Thursday, 16 May 2013

David Bailey's East End Faces - William Morris Gallery, E17

A small, one roomed exhibition featuring some of David Bailey's photo's of London't East End in the 1960's. The portraits really capture some of the characters of the era, Bailey of course was famously born and raised just down the road from the gallery and as he says 'London's East End is in my DNA'.

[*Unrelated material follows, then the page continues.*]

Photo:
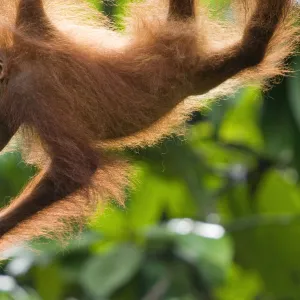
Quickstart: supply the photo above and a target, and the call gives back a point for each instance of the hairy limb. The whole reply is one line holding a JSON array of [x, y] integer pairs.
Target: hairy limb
[[249, 52], [182, 9], [5, 135], [42, 192], [72, 167]]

I would recommend a look round the rest of the galley as well, especially if you haven't visited since it was renovated in 2012. It is a well deserved finalist in the Museum of the Year 2013 competition and all free to get in.

Wednesday, 8 May 2013

Gert & Uwe Tobias - Whitechapel Art Gallery

Gert & Uwe Tobias are identical twins born in Transylvania, Romania in 1973, they moved to Germany in 1985, aged 12. I found this exhibition hard to catagorise in my mind, I couldn't even work out if I liked it at first. It's in one galley of the Whitechapel and I just kept wandering round and round trying to work it out, wanting to look and re-look but not wanting to leave. It draws on modernist geometric abstraction which is what I was first drawn to and maybe some communist influence from their early life which I also find interesting but there's also something kinda surrealist about the works I think. The Tobias' work in various mediums from drawing to ceramics, they make huge canvas' and also many smaller works, often using the print of a typewriter...you have to see it really. I've been twice and as I sit here writing this I want to go again, the exhibition runs until 14 June 2013, I recommend you see it if you can and even better it's free to get in!